Spinal fusion for paediatric lumbosacral spondylolisthesis
Background: Paediatric spondylolisthesis can range from a benign non-progressive asymptomatic condition to rapidly progressive slips with associated debilitating axial and radicular pain. We reviewed our experience as to the presentation, surgical management and outcomes following surgery of this relatively rare condition.
Methods: We identified 24 paediatric patients who underwent surgery for spondylolisthesis from 2006–2017. The cohort consisted of 17 females and seven males with a median age of 13 years (IQR 11–14) at the time of surgery. A case note and imaging review was conducted. Presenting history and examination, aetiology and degree of slip, surgical technique employed, complications and outcome were analysed.
Results: Most patients presented with a combination of lower back and radicular symptoms, with five having radiculopathy as a single complaint. Seventeen cases involved instrumentation and 18 interbody fusions, with interbody cages used in 14, and bone graft alone in four. All but the four uninstrumented interbody fusions were performed with an all-posterior approach. In 11 of grade 1 and 2 slip cases, the listhesis was completely reduced. Four patients were partially reduced and in six patients, including one spondyloptosis, fusion was in situ. All patients with radicular symptoms were decompressed surgically, along with those where the listhesis was reduced. All but one patient has complete resolution of presenting symptoms at latest follow-up. Four patients required re-operation for complications related to the surgery.
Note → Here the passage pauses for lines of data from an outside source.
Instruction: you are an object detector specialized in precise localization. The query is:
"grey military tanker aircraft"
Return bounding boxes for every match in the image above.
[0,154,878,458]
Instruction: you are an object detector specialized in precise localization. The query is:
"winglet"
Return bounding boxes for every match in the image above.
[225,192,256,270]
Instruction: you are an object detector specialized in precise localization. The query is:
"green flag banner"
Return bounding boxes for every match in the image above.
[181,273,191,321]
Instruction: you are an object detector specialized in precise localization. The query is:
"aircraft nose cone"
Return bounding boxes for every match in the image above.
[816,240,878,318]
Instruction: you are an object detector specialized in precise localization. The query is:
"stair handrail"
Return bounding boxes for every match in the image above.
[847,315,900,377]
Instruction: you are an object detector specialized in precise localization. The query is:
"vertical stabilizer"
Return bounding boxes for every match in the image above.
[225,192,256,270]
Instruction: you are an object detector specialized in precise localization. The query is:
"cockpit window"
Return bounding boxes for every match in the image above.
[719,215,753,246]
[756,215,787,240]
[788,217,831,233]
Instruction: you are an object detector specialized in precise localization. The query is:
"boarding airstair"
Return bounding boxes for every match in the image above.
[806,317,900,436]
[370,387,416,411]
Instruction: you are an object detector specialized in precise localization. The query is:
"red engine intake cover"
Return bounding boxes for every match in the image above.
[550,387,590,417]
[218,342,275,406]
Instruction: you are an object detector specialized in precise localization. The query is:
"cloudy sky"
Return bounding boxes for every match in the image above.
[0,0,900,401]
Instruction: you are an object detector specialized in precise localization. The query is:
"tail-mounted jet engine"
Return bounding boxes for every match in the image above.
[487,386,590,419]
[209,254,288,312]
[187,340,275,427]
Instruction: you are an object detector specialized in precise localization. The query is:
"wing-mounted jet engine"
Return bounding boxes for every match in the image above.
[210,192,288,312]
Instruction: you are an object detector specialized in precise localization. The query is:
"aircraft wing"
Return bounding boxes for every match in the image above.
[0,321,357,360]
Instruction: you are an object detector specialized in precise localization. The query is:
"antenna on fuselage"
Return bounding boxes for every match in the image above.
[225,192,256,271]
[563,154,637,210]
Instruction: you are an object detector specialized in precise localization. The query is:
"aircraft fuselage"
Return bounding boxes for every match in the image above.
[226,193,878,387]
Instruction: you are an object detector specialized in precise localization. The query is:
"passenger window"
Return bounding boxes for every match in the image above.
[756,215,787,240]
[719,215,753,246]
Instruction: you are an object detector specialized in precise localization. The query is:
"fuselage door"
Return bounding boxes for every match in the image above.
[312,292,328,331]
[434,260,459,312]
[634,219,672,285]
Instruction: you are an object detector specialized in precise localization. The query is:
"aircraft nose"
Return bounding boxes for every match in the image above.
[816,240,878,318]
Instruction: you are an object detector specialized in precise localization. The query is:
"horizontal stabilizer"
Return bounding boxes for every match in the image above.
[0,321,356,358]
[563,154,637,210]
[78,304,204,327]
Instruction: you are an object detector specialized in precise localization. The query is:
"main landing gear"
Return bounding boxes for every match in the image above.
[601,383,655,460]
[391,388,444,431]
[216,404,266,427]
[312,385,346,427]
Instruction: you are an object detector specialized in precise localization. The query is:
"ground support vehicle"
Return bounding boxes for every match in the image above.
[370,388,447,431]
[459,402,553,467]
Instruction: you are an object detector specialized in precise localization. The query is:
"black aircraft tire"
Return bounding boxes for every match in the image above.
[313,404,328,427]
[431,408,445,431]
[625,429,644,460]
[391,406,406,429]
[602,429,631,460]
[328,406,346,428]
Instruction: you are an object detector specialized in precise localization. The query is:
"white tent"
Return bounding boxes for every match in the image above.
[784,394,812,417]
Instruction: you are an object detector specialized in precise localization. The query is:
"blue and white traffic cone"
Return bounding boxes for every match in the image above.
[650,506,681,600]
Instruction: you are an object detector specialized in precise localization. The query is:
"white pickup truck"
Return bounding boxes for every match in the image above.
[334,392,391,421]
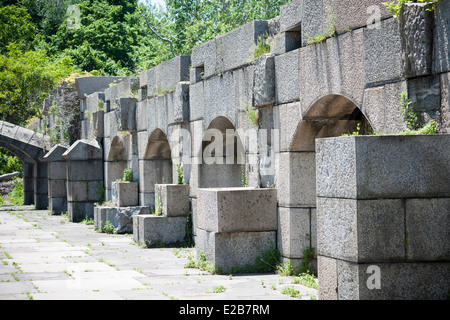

Conclusion: Paediatric spondylolisthesis can be successfully managed employing a variety of techniques. For low grade slips, reduction and interbody fusion is a safe and reliable method of improving spinal sagittal balance and relieving symptoms related to nerve root compression and spinal instability. For higher grade slips, reduction was associated with instrumentation failure in two patients and in-situ fusion via a combined anterior and posterior approach had a better outcome in our patients.